What (types of) articles lead to high engagement with their version-history and talk-pages?[edit]

We calculate each article's CTR to version-history and talk-pages, respectively.

We will only focus on English Wikipedia.

The Wikipedia articles with the highest CTR[edit]

10 articles with the highest CTR to version-history (English Wikipedia)
page-id page-title n_pv
128927 New_Knoxville,_Ohio 1203
46665635 John_S._Middleton 1487
12579734 Joyce_Aboussie 1592
13280923 Bob's_Discount_Furniture 1851
66446493 James_R._Downing 1753
41536639 Gavin_Patterson 1131
23677893 EmblemHealth 1219
55755834 Nicole_Berger_(American_actress) 1278
43350468 Larak_(Sumer) 1103
39291682 Fidelis_Care 2415
10 articles with the highest CTR to talk-pages (English Wikipedia)
page_id page_title n_pv
28426635 Khaitan_Public_School,_Ghaziabad 1985
23465231 Laudatio_Iuliae_amitae 3641
23849734 Mass_killings_under_communist_regimes 77843
39539073 Bhutanese_passport 1290
69437544 Anti-Palestinianism 1009
53188334 Karatala_Kamala_Kamala_Dala_Nayana 1248
39303114 Sharon_A._Hill 1546
5523768 Exposure_compensation 1574
38079028 SmartOS 1174
4209961 Krishnamurti's_Notebook 1010

Correlation between an article's CTR to talk-pages and version-history[edit]

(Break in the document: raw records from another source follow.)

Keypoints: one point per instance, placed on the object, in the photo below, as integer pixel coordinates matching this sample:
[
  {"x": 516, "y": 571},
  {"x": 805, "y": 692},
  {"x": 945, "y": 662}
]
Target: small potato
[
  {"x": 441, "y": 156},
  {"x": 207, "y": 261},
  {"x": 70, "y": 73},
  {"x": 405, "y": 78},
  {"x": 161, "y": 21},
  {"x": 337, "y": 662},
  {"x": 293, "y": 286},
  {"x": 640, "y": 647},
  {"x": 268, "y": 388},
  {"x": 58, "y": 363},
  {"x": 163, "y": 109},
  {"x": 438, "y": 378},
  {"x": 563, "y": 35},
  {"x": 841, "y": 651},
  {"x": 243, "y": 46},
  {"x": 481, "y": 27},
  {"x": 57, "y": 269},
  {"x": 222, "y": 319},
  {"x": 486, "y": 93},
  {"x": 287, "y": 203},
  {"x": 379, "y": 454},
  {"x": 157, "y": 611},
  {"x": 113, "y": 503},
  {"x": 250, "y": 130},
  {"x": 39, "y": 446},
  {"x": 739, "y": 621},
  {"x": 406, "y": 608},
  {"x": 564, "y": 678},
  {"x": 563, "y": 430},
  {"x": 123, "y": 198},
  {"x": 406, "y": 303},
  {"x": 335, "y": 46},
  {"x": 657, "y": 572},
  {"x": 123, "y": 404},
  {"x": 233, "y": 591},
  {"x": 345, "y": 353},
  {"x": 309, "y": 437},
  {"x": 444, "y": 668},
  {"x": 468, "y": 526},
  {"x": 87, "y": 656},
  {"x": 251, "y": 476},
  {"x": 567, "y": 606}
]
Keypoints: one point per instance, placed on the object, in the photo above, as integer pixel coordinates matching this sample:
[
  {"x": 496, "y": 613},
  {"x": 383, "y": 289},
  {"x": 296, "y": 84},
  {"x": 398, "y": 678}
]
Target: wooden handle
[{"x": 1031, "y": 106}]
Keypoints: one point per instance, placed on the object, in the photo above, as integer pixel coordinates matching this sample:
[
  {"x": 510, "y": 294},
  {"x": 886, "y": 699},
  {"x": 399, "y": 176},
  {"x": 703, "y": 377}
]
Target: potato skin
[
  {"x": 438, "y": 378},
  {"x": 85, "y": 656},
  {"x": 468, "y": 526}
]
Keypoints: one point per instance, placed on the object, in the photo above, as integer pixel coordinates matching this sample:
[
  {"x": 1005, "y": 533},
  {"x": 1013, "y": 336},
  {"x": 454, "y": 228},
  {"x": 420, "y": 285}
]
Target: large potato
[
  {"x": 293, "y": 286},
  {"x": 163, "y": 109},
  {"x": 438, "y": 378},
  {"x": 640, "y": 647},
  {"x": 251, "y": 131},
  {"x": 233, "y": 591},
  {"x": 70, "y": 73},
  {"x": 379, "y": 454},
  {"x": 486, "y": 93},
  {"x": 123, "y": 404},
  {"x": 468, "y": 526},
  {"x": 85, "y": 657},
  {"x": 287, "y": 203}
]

The two CTRs are not very strongly correlated (spearman rank-correlation=0.17). We can thus assume that readers interact with talk-pages and version-history for different reasons.

Which article features predict low/high CTR?[edit]

We train a scikit-learn’sLinear Regression model to predict the CTR of talk-pages and version-history as the target-variable, respectively. We use the following features:

  • Log of the number of pageviews of the article (same month)
  • Log of the number of edits to the article (same month)
  • Log of the number of edits to the talk-page of the article (same month)
  • Quality-score (0=low quality, 1=high quality)
  • Topic: each of the 64 topics as a separate feature (one hot encoding: 1 if the topic-prediction is larger than 0.4, 0 otherwise)
  • Reliability: each of the 10 reliability templates as a separate feature (one hot encoding: 1 if the template is present, 0 otherwise)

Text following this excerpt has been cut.